Wednesday, April 25, 2012
Here's the latest letter dated April 25 from Access Copyright counsel to the Board. It follows AUCC's abrupt withdrawal and apparent abandonment of dozens of universities that are unhappy with what’s been happening at the Copyright Board.
This letter confirms that AC – with the apparent blessing, no less, of AUCC – is willing to let those institutions that sign onto the model agreement off the hook for further interrogatory burdens and a Board-ordered survey that is bound to be truly invasive. However, for those that don’t want to sign it, there is an explicit threat to impose further interrogatory pressure and an undoubtedly very invasive survey. It’s ridiculous to refer to the “negotiation” of a survey when there is nobody there to “negotiate” for the dissatisfied universities. This is what will apparently unfold without opposition – unless opposition coalesces quickly. It is difficult to understand how AUCC could have let this come to happen in a manner that is not simply a “surrender”, as Techdirt calls it, but is actually very helpful to Access Copyright.
There may be options for stopping these kind of pressure tactics, but this is not the forum for that discussion.
I posted earlier about Efforts Escalate to Reverse CCH v. LSUC and Mislead Canada's Parliament in Bill C-11 on the Three-Step Test.
Wonders never cease. Here's a letter from the International Publishers Association (possibly inspired by some Canadian sources?), suggesting that Canada may face a WTO challenge over the fair dealing provisions in Bill C-11. HT to Michael Geist.
This is simply absurd. The fair dealing provisions of Bill C-11 are less permissive than those of the USA, which explicitly allows for multiple copies for classroom use.
Once again, here's the USA provision - which has been there since 1976:
17 USC § 107 - Limitations on exclusive rights: Fair use
Notwithstanding the provisions of sections 106 and 106A, the fair use of a copyrighted work, including such use by reproduction in copies or phonorecords or by any other means specified by that section, for purposes such as criticism, comment, news reporting, teaching (including multiple copies for classroom use), scholarship, or research, is not an infringement of copyright. In determining whether the use made of a work in any particular case is a fair use the factors to be considered shall include—
(1) the purpose and character of the use, including whether such use is of a commercial nature or is for nonprofit educational purposes;
(2) the nature of the copyrighted work;
(3) the amount and substantiality of the portion used in relation to the copyrighted work as a whole; and
(4) the effect of the use upon the potential market for or value of the copyrighted work.
The fact that a work is unpublished shall not itself bar a finding of fair use if such finding is made upon consideration of all the above factors.

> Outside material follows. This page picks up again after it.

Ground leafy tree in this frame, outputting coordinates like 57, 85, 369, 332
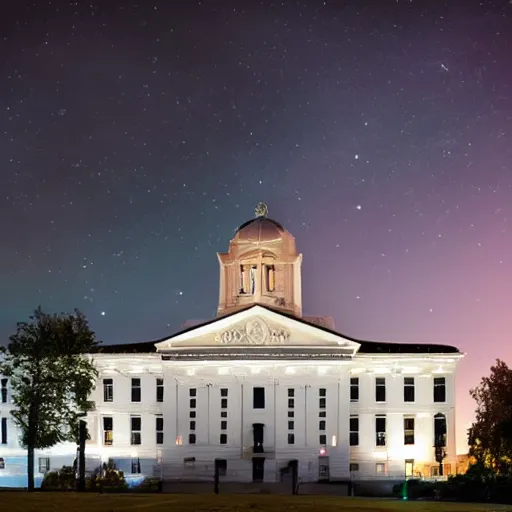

Michael also reminds us that Canada would be in good company in such a challenge with South Korea and Israel, and of course the USA.
Ariel Katz and I dealt with this point in para. 24 our Supreme Court factum in the K-12 case, now under reserve. We said then the issue is “nothing but a red herring” and provided ample authority. It’s still a red herring and the smell continues to get even worse...
And by the way, lobbyists should always be careful what they wish for. If they really want to reopen Bill C-11, there will be lots of folks in line ready to fix up lots of other issues too - and with really good reasons, not specious and smelly red herrings.